Gli Ermellini, tuttavia, hanno ritenuto inammissibili le doglianze proposte.

Le considerazioni svolte in sentenza circa, in particolare, la mancata indicazione nella querela e nelle varie richieste di risarcimento della persona poi chiamata a testimoniare in sede civile, se da un lato erano poste a supporto dell’espresso convincimento in ordine alla scarsa diligenza dimostrata dal danneggiato nel consentire l’identificazione del veicolo asseritamente danneggiante, dall’altro, tuttavia, erano anche poste a fondamento dell’ulteriore convincimento circa la dubbia presenza del teste sul luogo dell’incidente e dunque sulla inattendibilità, quanto meno oggettiva, della sua deposizione. Con tale autonoma, pertinente e decisiva ratio decidendi il ricorrente ometteva di confrontarsi.

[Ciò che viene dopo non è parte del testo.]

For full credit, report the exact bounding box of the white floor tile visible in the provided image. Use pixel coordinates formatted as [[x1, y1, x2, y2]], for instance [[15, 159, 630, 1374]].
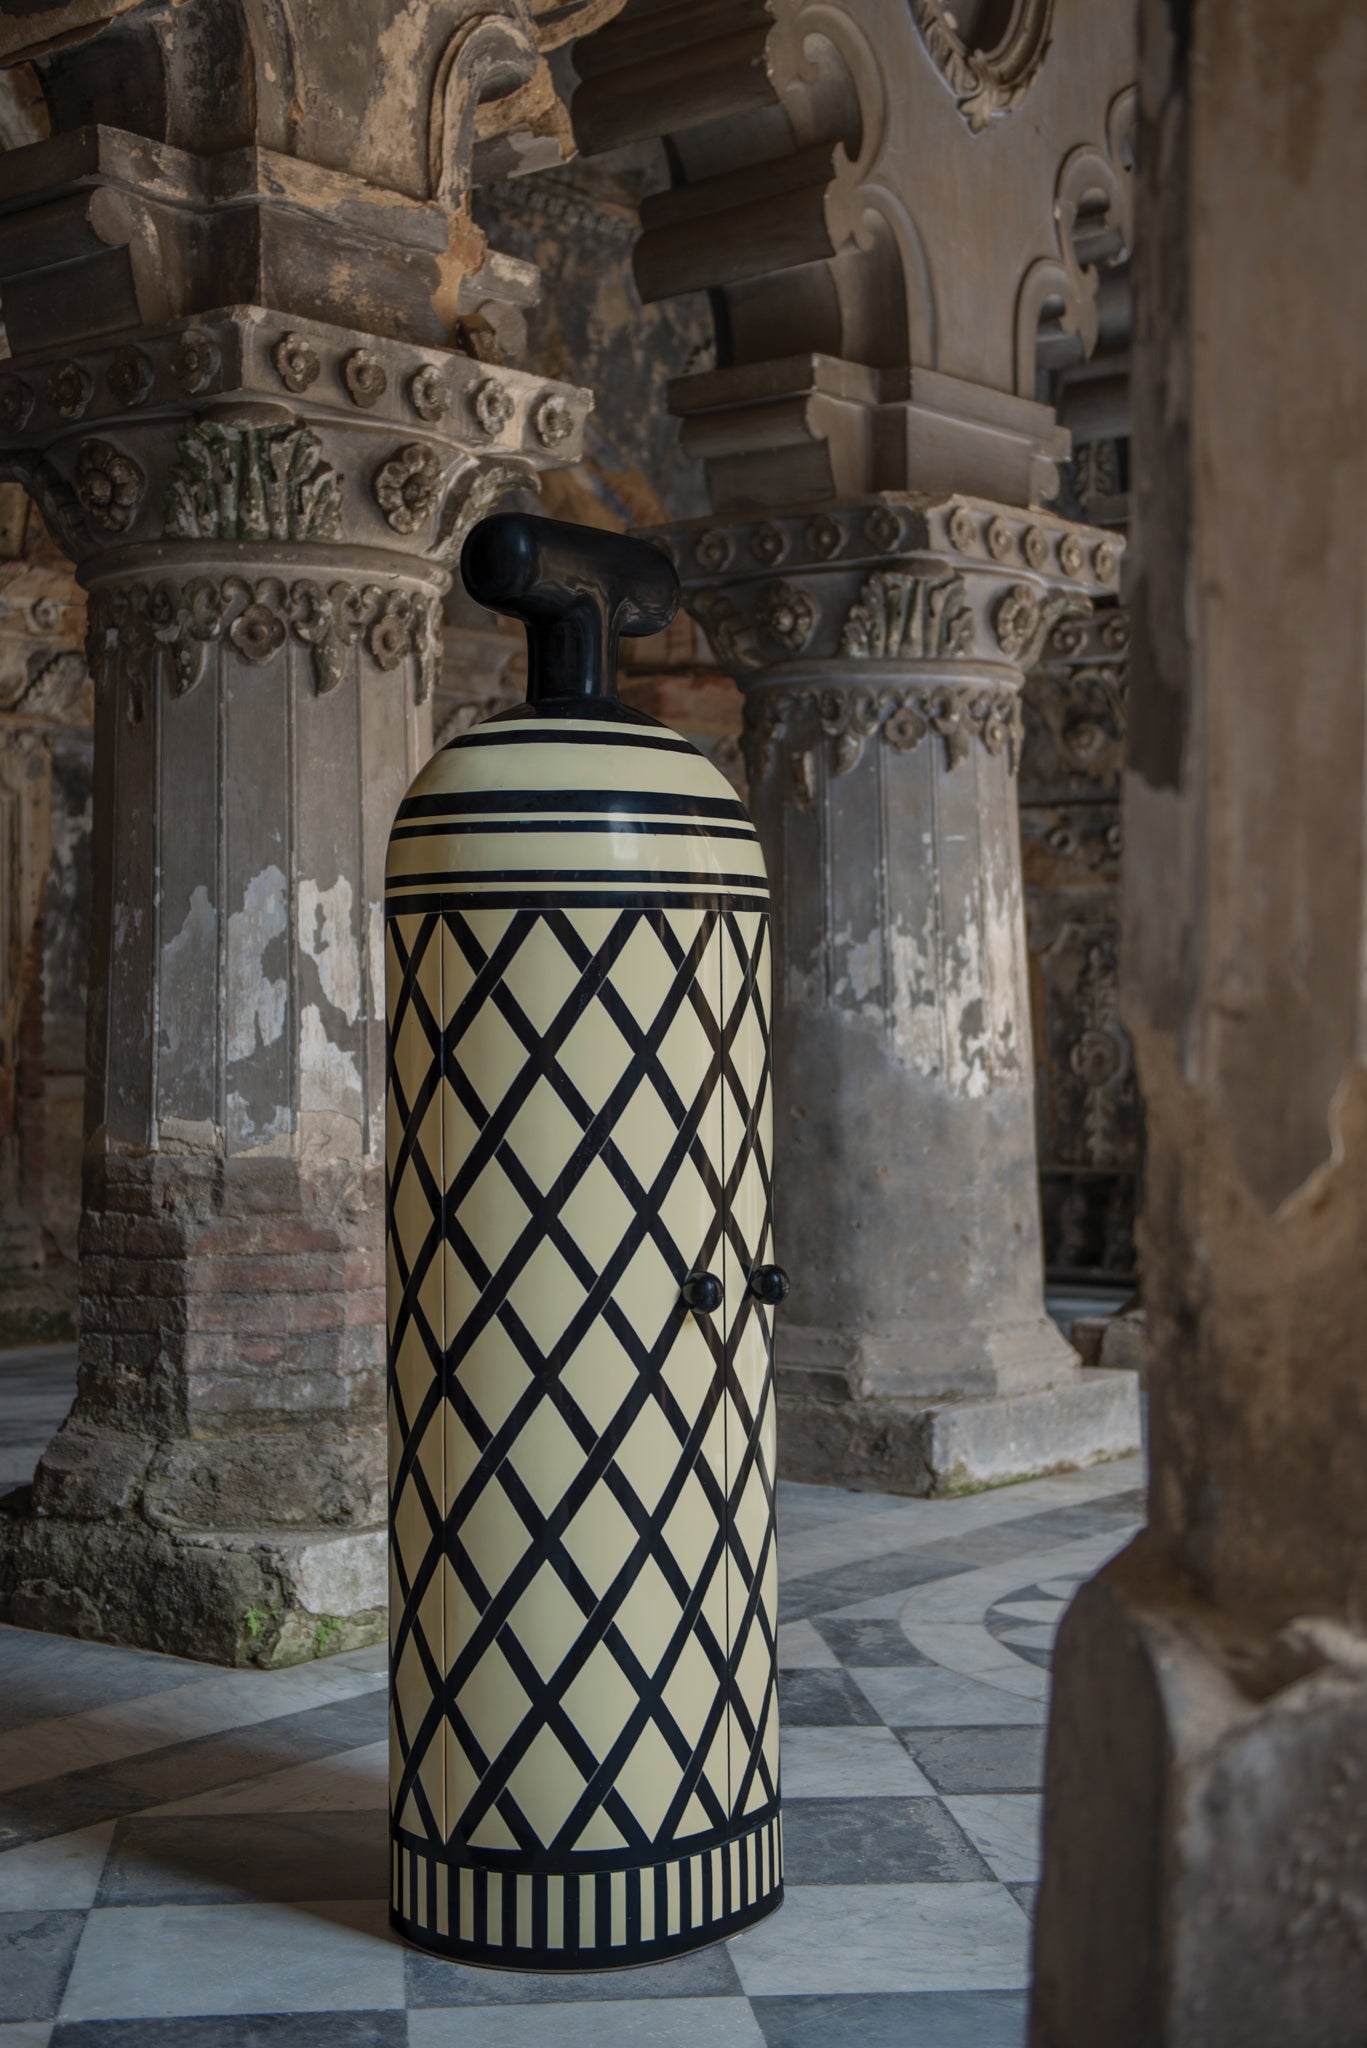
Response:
[[848, 1667, 1047, 1727], [727, 1882, 1030, 1995], [409, 1998, 766, 2047], [0, 2025, 54, 2047], [60, 1899, 405, 2019], [0, 1824, 113, 1909], [776, 1622, 839, 1670], [780, 1725, 935, 1799], [944, 1794, 1043, 1882]]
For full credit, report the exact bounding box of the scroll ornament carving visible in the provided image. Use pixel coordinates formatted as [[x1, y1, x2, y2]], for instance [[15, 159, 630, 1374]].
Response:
[[373, 443, 443, 534], [471, 378, 515, 436], [164, 421, 343, 542], [744, 679, 1024, 782], [910, 0, 1055, 130], [533, 394, 574, 447], [430, 461, 531, 565], [994, 583, 1090, 670], [0, 377, 35, 434], [841, 571, 973, 661], [686, 590, 760, 671], [169, 331, 219, 396], [756, 580, 818, 653], [807, 515, 843, 559], [107, 347, 154, 408], [75, 439, 145, 533], [48, 361, 92, 420], [408, 365, 449, 423], [1070, 941, 1131, 1164], [343, 349, 389, 409], [90, 575, 440, 716], [273, 333, 321, 394]]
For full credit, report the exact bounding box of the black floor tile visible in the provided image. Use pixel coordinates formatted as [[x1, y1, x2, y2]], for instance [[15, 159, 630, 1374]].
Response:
[[0, 1906, 85, 2021], [1009, 1881, 1039, 1919], [895, 1725, 1047, 1794], [781, 1796, 992, 1885], [0, 1685, 387, 1847], [406, 1939, 742, 2006], [98, 1811, 389, 1905], [51, 2017, 408, 2047], [753, 1990, 1028, 2047], [813, 1618, 932, 1667], [777, 1669, 881, 1727]]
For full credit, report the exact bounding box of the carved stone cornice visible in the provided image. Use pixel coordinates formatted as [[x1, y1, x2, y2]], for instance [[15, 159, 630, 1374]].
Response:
[[0, 308, 590, 576], [661, 495, 1122, 680], [743, 675, 1025, 788]]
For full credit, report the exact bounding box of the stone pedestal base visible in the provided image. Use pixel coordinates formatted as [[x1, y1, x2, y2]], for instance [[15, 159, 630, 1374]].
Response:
[[0, 1512, 384, 1668], [1031, 1542, 1367, 2048], [777, 1368, 1139, 1495], [0, 1151, 387, 1666]]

La Suprema Corte ha evidenziato, al riguardo, che se è vero che, in base al principio correttamente evocato in ricorso e pienamente condivisibile, in tema di sinistri stradali causati da veicoli non identificati, la presentazione di una denuncia o di una querela contro ignoti non è condizione di proponibilità dell’azione di risarcimento del danno, né tanto meno lo è la sua tempestività, è anche vero però che, una volta che tale denuncia sia stata comunque presentata, come nella specie, essa e il suo contenuto divengono fatti pienamente valutabili, da parte del giudice del merito, unitamente alle altre prove raccolte, ai fini dell’accertamento da compiere — secondo regola probatoria che vede l’attore onerato della relativa prova — sulla storicità del sinistro e sul fatto che esso sia stato effettivamente provocato da un veicolo non identificato.

In tale diversa prospettiva la valutazione operata dal giudice a quo — sfrondata da considerazioni in effetti non pertinenti su inesistenti oneri di diligenza in capo al danneggiato nell’attivarsi per rendere possibile o agevolare l’identificazione del veicolo investitore e/o del suo conducente — rimaneva chiaramente isolabile nel percorso argomentativo e idonea a fondare la statuizione di rigetto, oltre che insindacabile in quanto intrinsecamente congrua sul piano logico e giuridico.